Does the trajectory view API support multiagent environments? I’m currently hitting the following internal error from trainer.train():
File "/home/hex/anaconda3/lib/python3.8/site-packages/ray/rllib/evaluation/rollout_worker.py", line 327, in gen_rollouts
yield self.sample()
File "/home/hex/anaconda3/lib/python3.8/site-packages/ray/rllib/evaluation/rollout_worker.py", line 661, in sample
batches = [self.input_reader.next()]
File "/home/hex/anaconda3/lib/python3.8/site-packages/ray/rllib/evaluation/sampler.py", line 94, in next
batches = [self.get_data()]
File "/home/hex/anaconda3/lib/python3.8/site-packages/ray/rllib/evaluation/sampler.py", line 223, in get_data
item = next(self.rollout_provider)
File "/home/hex/anaconda3/lib/python3.8/site-packages/ray/rllib/evaluation/sampler.py", line 669, in _env_runner
_process_policy_eval_results(
File "/home/hex/anaconda3/lib/python3.8/site-packages/ray/rllib/evaluation/sampler.py", line 1446, in _process_policy_eval_results
env_id: int = eval_data[i].env_id
IndexError: list index out of range
As you can see below, I have one environment with multiple agents.
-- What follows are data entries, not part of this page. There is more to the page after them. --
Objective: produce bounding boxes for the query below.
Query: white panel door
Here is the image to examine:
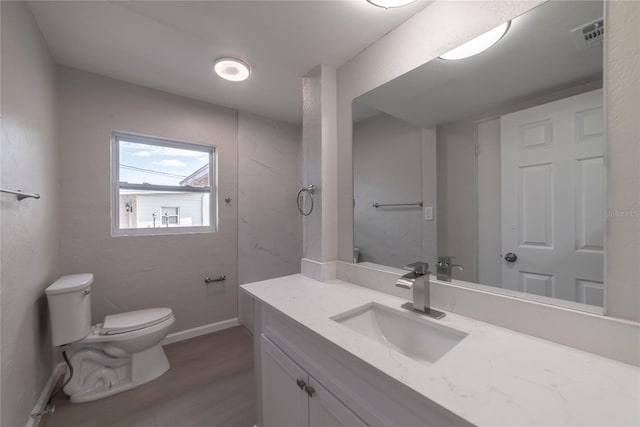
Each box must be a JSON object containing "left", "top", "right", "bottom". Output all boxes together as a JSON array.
[
  {"left": 260, "top": 335, "right": 309, "bottom": 427},
  {"left": 309, "top": 377, "right": 367, "bottom": 427},
  {"left": 500, "top": 90, "right": 605, "bottom": 306}
]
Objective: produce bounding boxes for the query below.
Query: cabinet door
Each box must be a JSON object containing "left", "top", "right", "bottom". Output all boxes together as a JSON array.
[
  {"left": 307, "top": 377, "right": 367, "bottom": 427},
  {"left": 260, "top": 335, "right": 309, "bottom": 427}
]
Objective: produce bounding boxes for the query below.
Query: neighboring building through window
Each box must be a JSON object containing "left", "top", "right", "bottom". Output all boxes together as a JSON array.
[
  {"left": 112, "top": 133, "right": 217, "bottom": 235},
  {"left": 161, "top": 207, "right": 180, "bottom": 226}
]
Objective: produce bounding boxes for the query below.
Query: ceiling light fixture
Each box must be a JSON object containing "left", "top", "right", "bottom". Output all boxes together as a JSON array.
[
  {"left": 367, "top": 0, "right": 416, "bottom": 9},
  {"left": 213, "top": 58, "right": 251, "bottom": 82},
  {"left": 439, "top": 21, "right": 511, "bottom": 60}
]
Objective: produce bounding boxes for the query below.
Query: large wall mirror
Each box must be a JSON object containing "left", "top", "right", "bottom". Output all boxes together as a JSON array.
[{"left": 353, "top": 1, "right": 605, "bottom": 312}]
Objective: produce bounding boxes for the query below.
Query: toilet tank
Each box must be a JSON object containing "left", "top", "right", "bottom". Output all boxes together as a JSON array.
[{"left": 45, "top": 273, "right": 93, "bottom": 346}]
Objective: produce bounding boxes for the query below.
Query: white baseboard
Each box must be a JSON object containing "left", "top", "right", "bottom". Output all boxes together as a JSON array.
[
  {"left": 26, "top": 363, "right": 66, "bottom": 427},
  {"left": 162, "top": 317, "right": 240, "bottom": 345}
]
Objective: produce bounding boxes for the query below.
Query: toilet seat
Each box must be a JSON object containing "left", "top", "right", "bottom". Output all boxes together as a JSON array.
[{"left": 100, "top": 308, "right": 173, "bottom": 335}]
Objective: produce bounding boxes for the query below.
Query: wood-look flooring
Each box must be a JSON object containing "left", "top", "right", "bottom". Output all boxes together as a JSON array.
[{"left": 40, "top": 326, "right": 256, "bottom": 427}]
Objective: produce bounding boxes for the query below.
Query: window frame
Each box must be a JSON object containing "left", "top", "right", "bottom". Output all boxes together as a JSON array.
[{"left": 110, "top": 131, "right": 218, "bottom": 237}]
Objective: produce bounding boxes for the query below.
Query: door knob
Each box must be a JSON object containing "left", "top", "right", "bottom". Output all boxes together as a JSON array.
[{"left": 504, "top": 252, "right": 518, "bottom": 262}]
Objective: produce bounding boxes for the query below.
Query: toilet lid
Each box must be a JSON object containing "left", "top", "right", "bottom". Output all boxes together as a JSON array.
[{"left": 102, "top": 308, "right": 173, "bottom": 334}]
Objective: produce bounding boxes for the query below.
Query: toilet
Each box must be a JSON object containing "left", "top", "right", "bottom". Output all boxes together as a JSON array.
[{"left": 45, "top": 273, "right": 175, "bottom": 403}]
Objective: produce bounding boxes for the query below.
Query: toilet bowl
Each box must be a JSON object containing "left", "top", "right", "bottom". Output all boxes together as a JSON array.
[{"left": 45, "top": 274, "right": 175, "bottom": 403}]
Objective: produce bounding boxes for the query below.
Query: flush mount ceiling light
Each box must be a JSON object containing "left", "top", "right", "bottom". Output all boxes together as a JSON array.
[
  {"left": 213, "top": 58, "right": 251, "bottom": 82},
  {"left": 367, "top": 0, "right": 416, "bottom": 9},
  {"left": 439, "top": 22, "right": 511, "bottom": 60}
]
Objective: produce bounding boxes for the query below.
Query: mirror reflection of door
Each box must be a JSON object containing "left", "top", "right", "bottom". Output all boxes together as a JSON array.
[
  {"left": 352, "top": 0, "right": 607, "bottom": 311},
  {"left": 500, "top": 89, "right": 604, "bottom": 305}
]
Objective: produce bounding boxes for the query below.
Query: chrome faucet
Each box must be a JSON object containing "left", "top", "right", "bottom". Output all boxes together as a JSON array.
[
  {"left": 436, "top": 256, "right": 464, "bottom": 282},
  {"left": 396, "top": 262, "right": 445, "bottom": 319}
]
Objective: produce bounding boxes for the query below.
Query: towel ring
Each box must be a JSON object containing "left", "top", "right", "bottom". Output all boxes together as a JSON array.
[{"left": 296, "top": 184, "right": 317, "bottom": 216}]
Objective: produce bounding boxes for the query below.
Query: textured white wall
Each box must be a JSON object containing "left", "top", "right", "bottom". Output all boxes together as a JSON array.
[
  {"left": 0, "top": 2, "right": 60, "bottom": 427},
  {"left": 58, "top": 67, "right": 238, "bottom": 332},
  {"left": 238, "top": 112, "right": 302, "bottom": 327},
  {"left": 302, "top": 65, "right": 338, "bottom": 261},
  {"left": 605, "top": 1, "right": 640, "bottom": 321}
]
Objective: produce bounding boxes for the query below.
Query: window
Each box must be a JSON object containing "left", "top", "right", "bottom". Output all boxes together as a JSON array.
[{"left": 111, "top": 133, "right": 217, "bottom": 235}]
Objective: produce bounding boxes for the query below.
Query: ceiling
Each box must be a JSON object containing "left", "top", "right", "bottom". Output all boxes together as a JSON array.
[
  {"left": 29, "top": 0, "right": 428, "bottom": 122},
  {"left": 353, "top": 1, "right": 606, "bottom": 128}
]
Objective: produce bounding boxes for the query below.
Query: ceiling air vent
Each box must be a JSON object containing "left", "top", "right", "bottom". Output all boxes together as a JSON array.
[{"left": 571, "top": 19, "right": 604, "bottom": 50}]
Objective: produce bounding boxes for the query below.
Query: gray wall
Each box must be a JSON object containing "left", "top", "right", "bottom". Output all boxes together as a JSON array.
[
  {"left": 58, "top": 67, "right": 238, "bottom": 332},
  {"left": 353, "top": 113, "right": 423, "bottom": 267},
  {"left": 0, "top": 2, "right": 60, "bottom": 427},
  {"left": 437, "top": 121, "right": 476, "bottom": 282},
  {"left": 238, "top": 112, "right": 302, "bottom": 328}
]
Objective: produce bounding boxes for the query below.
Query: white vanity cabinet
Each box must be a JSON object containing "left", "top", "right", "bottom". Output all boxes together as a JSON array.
[
  {"left": 254, "top": 301, "right": 470, "bottom": 427},
  {"left": 261, "top": 335, "right": 367, "bottom": 427}
]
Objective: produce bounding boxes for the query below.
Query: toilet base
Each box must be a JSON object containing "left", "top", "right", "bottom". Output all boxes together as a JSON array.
[{"left": 64, "top": 344, "right": 169, "bottom": 403}]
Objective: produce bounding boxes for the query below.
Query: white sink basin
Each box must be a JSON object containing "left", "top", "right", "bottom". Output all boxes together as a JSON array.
[{"left": 331, "top": 302, "right": 467, "bottom": 365}]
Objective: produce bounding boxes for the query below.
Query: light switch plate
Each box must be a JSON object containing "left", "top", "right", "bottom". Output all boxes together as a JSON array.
[{"left": 424, "top": 206, "right": 433, "bottom": 221}]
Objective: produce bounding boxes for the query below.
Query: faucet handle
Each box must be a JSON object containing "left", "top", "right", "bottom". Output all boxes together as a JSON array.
[{"left": 402, "top": 261, "right": 429, "bottom": 276}]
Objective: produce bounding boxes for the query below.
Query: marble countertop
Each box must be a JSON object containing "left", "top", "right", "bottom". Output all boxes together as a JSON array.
[{"left": 242, "top": 274, "right": 640, "bottom": 426}]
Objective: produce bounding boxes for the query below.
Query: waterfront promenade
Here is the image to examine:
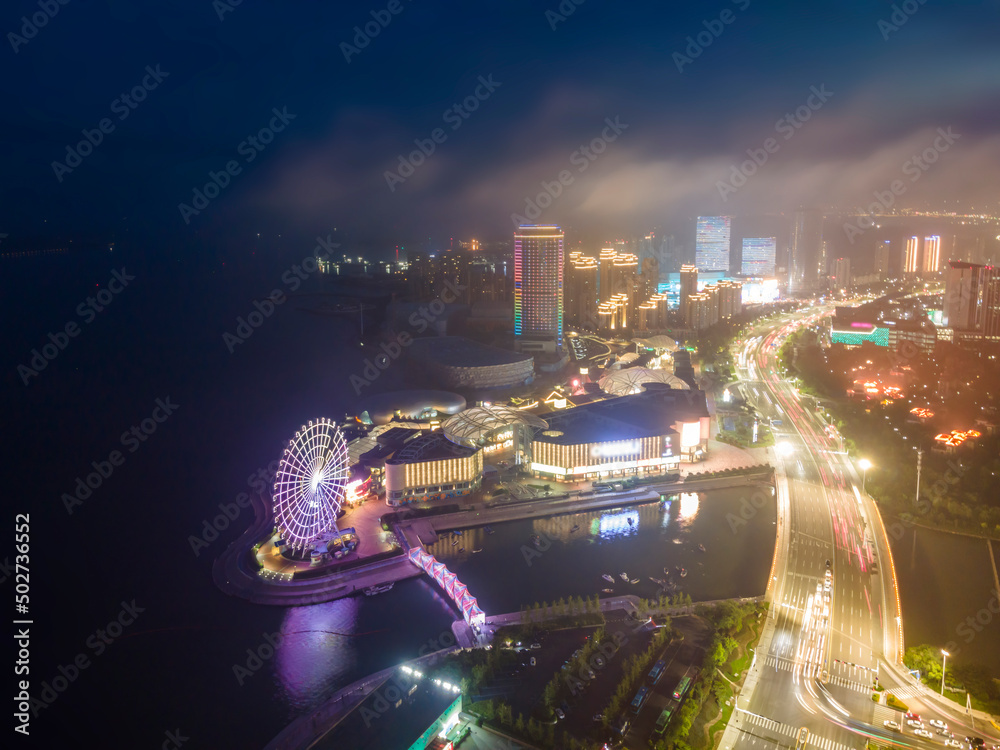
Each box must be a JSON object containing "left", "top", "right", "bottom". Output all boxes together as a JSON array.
[{"left": 212, "top": 464, "right": 771, "bottom": 606}]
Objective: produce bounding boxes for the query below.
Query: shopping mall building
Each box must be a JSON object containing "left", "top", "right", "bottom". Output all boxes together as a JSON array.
[{"left": 376, "top": 383, "right": 709, "bottom": 506}]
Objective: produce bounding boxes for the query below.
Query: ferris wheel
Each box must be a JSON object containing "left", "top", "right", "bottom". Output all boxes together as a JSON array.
[{"left": 273, "top": 419, "right": 348, "bottom": 549}]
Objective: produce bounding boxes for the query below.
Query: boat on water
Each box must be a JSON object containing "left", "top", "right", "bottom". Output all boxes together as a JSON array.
[{"left": 365, "top": 581, "right": 396, "bottom": 596}]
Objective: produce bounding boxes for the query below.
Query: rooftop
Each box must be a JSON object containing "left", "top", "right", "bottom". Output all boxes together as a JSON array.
[
  {"left": 535, "top": 384, "right": 708, "bottom": 445},
  {"left": 386, "top": 431, "right": 479, "bottom": 464}
]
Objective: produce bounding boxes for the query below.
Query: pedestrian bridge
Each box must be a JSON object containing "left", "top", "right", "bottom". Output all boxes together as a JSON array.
[{"left": 409, "top": 547, "right": 486, "bottom": 631}]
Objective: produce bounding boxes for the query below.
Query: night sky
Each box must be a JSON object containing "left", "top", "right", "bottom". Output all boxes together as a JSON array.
[{"left": 0, "top": 0, "right": 1000, "bottom": 249}]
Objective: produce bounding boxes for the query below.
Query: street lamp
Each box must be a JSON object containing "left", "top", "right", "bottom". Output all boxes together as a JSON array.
[
  {"left": 858, "top": 458, "right": 872, "bottom": 494},
  {"left": 941, "top": 649, "right": 950, "bottom": 695}
]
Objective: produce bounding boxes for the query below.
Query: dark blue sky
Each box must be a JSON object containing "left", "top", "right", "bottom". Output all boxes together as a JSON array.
[{"left": 0, "top": 0, "right": 1000, "bottom": 253}]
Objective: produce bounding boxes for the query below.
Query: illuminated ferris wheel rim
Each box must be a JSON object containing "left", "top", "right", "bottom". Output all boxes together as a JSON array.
[{"left": 273, "top": 419, "right": 348, "bottom": 548}]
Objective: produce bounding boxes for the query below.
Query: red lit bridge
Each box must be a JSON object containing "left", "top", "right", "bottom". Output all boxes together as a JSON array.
[{"left": 409, "top": 547, "right": 486, "bottom": 631}]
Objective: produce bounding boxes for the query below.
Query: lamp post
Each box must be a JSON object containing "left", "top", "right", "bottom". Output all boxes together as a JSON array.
[
  {"left": 941, "top": 649, "right": 949, "bottom": 695},
  {"left": 858, "top": 458, "right": 872, "bottom": 494}
]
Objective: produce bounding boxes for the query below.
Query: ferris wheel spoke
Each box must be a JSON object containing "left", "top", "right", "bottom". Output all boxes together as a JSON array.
[{"left": 273, "top": 419, "right": 348, "bottom": 549}]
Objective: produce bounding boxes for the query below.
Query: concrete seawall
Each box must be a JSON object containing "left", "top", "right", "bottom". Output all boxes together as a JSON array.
[{"left": 212, "top": 467, "right": 772, "bottom": 607}]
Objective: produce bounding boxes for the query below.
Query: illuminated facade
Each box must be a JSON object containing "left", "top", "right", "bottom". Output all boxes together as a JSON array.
[
  {"left": 678, "top": 266, "right": 698, "bottom": 320},
  {"left": 531, "top": 430, "right": 681, "bottom": 480},
  {"left": 923, "top": 234, "right": 941, "bottom": 273},
  {"left": 514, "top": 225, "right": 564, "bottom": 352},
  {"left": 833, "top": 258, "right": 851, "bottom": 289},
  {"left": 943, "top": 261, "right": 1000, "bottom": 341},
  {"left": 788, "top": 209, "right": 826, "bottom": 292},
  {"left": 385, "top": 432, "right": 483, "bottom": 506},
  {"left": 903, "top": 237, "right": 920, "bottom": 273},
  {"left": 694, "top": 216, "right": 732, "bottom": 271},
  {"left": 740, "top": 237, "right": 777, "bottom": 276},
  {"left": 531, "top": 383, "right": 709, "bottom": 481}
]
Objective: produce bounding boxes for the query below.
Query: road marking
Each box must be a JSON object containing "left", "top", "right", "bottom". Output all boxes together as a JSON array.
[{"left": 743, "top": 711, "right": 798, "bottom": 737}]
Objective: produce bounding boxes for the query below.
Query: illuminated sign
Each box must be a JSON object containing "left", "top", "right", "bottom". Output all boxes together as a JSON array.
[{"left": 681, "top": 422, "right": 701, "bottom": 449}]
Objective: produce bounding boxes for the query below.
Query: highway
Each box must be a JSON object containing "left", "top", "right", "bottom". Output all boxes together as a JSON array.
[{"left": 720, "top": 308, "right": 995, "bottom": 750}]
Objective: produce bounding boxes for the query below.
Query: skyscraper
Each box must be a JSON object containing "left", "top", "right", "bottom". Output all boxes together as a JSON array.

The for loop in _process_policy_eval_results seems to assume one action per environment.
(Pdb) p actions
[{<class 'forge.blade.io.action.static.Attack'>: {<class 'forge.blade.io.action.static.Style'>: 2, <class 'forge.blade.io.action.static.Target'>: 57}, <class 'forge.blade.io.action.static.Move'>: {<class 'forge.blade.io.action.static.Direction'>: 1}}, {<class 'forge.blade.io.action.static.Attack'>: {<class 'forge.blade.io.action.static.Style'>: 0, <class 'forge.blade.io.action.static.Target'>: 46}, <class 'forge.blade.io.action.static.Move'>: {<class 'forge.blade.io.action.static.Direction'>: 1}}]
(Pdb) p eval_data
[PolicyEvalData(env_id=0, agent_id=198, obs=array([ 0., 0., 10., ..., 2., 24., 137.], dtype=float32), info={}, rnn_state=[array([[0., 0.]], dtype=float32), array([[0., 0.]], dtype=float32)], prev_action=None, prev_reward=0.0)]